In a Reuters report on Díaz-Canel’s televised remarks, the Cuban leader said the contacts were aimed at finding solutions through dialogue and remained in an early stage, while stressing that any progress would have to rest on equality, sovereignty and respect for each country’s political system.
Cuba energy crisis deepens as blackouts, rationing and diplomacy converge
In the official Granma account of the appearance, Díaz-Canel said no fuel had entered Cuba for three months and that diesel and fuel-oil deliveries had been systematically blocked. Reuters reported the shortages have left the grid increasingly unstable and pushed outages above 12 hours a day across much of Havana.
The immediate trigger for the latest spiral was a March 5 report on the nationwide blackout and partial grid restoration, which said an unexpected outage at the Antonio Guiteras thermoelectric plant hit a system already weakened by low fuel availability. At the time, officials said only about 590 megawatts were online, compared with a normal effective capacity of just under 2,000 megawatts.
Havana had already moved into damage-control mode. A Reuters dispatch on the government’s February rationing plan said authorities were prioritizing fuel for health care, agriculture, education, water supply, defense, ports and export sectors, while shifting some secondary and higher education to hybrid formats. Even with those measures, pressure has spilled into public view: more than 20 University of Havana students staged a rare sit-in this week over class disruptions tied to power and internet shortages.
AP’s account of Friday’s announcement added that Díaz-Canel said Cuba produces about 40% of the petroleum it uses but still cannot meet demand without imports. He said shortages have hit transportation, communications and hospitals, forcing the postponement of tens of thousands of surgeries — proof, as he put it, that “the impact is tremendous.” AP also reported U.S. officials said Secretary of State Marco Rubio met late last month with Raúl Guillermo Rodríguez Castro, the grandson of former Cuban leader Raúl Castro.

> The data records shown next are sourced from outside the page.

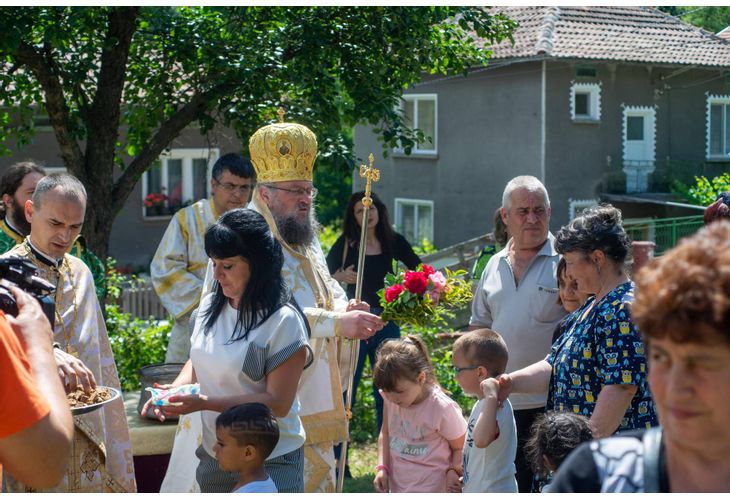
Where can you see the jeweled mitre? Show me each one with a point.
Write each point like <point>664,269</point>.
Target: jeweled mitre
<point>283,152</point>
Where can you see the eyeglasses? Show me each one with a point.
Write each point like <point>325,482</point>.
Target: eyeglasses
<point>308,192</point>
<point>459,369</point>
<point>229,188</point>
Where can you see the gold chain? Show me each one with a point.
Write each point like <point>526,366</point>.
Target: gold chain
<point>58,299</point>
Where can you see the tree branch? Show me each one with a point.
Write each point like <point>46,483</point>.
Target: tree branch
<point>43,69</point>
<point>105,110</point>
<point>167,132</point>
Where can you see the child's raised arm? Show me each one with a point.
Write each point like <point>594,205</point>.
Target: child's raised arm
<point>455,470</point>
<point>485,429</point>
<point>382,474</point>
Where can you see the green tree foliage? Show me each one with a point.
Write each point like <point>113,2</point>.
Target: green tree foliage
<point>712,19</point>
<point>704,192</point>
<point>120,83</point>
<point>135,342</point>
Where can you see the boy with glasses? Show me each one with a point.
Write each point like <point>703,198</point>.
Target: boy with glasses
<point>479,357</point>
<point>178,267</point>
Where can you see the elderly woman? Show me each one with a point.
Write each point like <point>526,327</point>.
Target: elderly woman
<point>597,368</point>
<point>249,345</point>
<point>683,309</point>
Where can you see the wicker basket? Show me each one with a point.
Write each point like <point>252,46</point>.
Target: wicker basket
<point>163,373</point>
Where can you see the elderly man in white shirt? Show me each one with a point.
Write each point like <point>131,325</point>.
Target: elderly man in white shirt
<point>517,297</point>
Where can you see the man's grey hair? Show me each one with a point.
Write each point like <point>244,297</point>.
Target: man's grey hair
<point>71,188</point>
<point>528,182</point>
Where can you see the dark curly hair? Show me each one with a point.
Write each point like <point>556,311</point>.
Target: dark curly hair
<point>554,435</point>
<point>685,294</point>
<point>383,230</point>
<point>596,228</point>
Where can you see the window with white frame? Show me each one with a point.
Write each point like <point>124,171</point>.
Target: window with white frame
<point>585,101</point>
<point>414,219</point>
<point>718,127</point>
<point>178,178</point>
<point>420,111</point>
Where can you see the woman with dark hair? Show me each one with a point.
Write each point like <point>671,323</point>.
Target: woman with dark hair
<point>384,246</point>
<point>597,368</point>
<point>683,309</point>
<point>249,344</point>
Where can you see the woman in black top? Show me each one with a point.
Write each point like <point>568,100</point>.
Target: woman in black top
<point>383,247</point>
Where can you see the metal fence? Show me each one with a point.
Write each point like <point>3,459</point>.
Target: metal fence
<point>664,232</point>
<point>141,301</point>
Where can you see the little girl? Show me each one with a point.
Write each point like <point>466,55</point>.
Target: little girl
<point>423,429</point>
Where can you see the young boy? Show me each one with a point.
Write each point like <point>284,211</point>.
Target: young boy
<point>246,435</point>
<point>491,437</point>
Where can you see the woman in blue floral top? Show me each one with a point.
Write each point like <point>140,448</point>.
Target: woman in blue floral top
<point>597,368</point>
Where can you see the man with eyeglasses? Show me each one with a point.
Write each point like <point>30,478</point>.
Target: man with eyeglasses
<point>178,267</point>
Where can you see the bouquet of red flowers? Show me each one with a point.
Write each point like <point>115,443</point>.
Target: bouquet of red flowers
<point>423,297</point>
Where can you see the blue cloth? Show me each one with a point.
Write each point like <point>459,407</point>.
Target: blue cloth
<point>604,348</point>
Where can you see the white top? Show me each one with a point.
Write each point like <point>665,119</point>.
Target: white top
<point>525,315</point>
<point>267,486</point>
<point>491,469</point>
<point>226,368</point>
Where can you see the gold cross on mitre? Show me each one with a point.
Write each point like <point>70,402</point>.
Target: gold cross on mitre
<point>371,174</point>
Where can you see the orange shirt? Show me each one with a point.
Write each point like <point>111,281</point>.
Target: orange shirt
<point>22,403</point>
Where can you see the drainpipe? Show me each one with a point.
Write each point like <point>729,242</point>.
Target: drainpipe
<point>542,122</point>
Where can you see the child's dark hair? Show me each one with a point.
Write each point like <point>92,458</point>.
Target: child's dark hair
<point>484,347</point>
<point>251,424</point>
<point>554,435</point>
<point>402,359</point>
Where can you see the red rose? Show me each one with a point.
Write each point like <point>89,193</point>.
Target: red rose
<point>415,282</point>
<point>392,292</point>
<point>427,270</point>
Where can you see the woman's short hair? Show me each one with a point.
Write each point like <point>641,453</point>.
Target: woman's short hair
<point>244,233</point>
<point>383,230</point>
<point>685,294</point>
<point>596,228</point>
<point>719,209</point>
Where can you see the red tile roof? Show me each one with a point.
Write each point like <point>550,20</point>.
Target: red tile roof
<point>630,34</point>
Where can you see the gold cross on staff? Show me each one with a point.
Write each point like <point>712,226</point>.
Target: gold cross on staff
<point>371,174</point>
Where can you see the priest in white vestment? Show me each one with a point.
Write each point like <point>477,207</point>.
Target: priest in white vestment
<point>283,155</point>
<point>178,267</point>
<point>101,456</point>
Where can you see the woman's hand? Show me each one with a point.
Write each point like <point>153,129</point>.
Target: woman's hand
<point>490,388</point>
<point>347,275</point>
<point>188,403</point>
<point>158,412</point>
<point>381,483</point>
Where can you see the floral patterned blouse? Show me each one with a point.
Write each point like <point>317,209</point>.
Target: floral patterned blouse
<point>601,347</point>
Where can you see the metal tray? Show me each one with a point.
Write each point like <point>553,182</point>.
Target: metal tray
<point>93,407</point>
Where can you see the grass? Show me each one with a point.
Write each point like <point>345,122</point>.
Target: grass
<point>363,459</point>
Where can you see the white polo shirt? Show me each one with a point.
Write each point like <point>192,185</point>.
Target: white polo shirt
<point>525,315</point>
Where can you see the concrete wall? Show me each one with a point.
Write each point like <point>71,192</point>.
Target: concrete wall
<point>578,153</point>
<point>488,132</point>
<point>133,239</point>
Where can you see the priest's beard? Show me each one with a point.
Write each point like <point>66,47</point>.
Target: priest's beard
<point>17,218</point>
<point>294,230</point>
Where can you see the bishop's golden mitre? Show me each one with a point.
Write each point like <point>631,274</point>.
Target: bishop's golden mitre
<point>283,152</point>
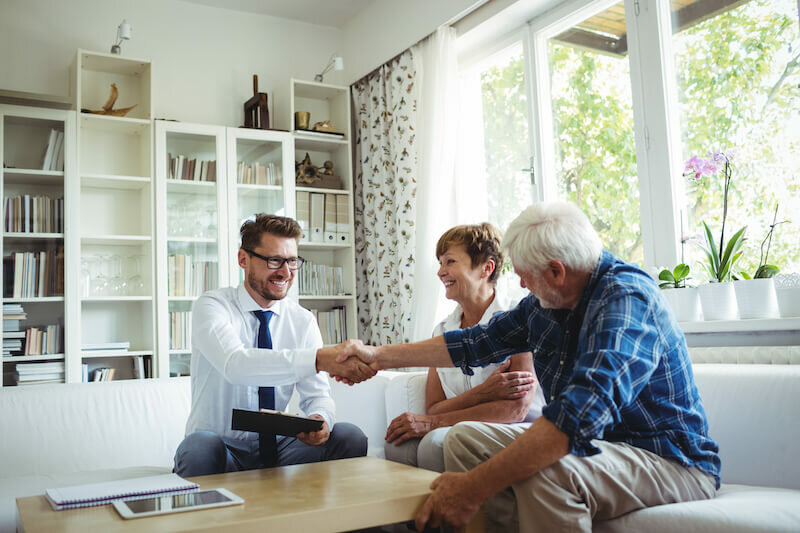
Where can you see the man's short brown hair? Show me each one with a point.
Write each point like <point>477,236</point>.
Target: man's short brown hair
<point>481,242</point>
<point>253,229</point>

How the Cuba energy crisis reached this point
The current emergency fits a longer pattern. Reuters chronicled the October 2024 collapse of the national grid, then reported December 2024 fuel shortages that shuttered gas stations, and later detailed a March 2025 plan to install 50 solar parks as Havana searched for structural relief. Taken together, that timeline shows a rolling crisis in which aging infrastructure, shrinking fuel access and delayed alternatives kept compounding each other.
For now, Cuba says it is trying to buy time through diplomacy, tighter rationing, more domestic crude and gas output, and a faster solar build-out. Those moves may ease part of the pressure, but the government’s own message on Friday was that imported oil remains indispensable to stabilizing daily life, keeping industry running and shortening blackouts in the near term.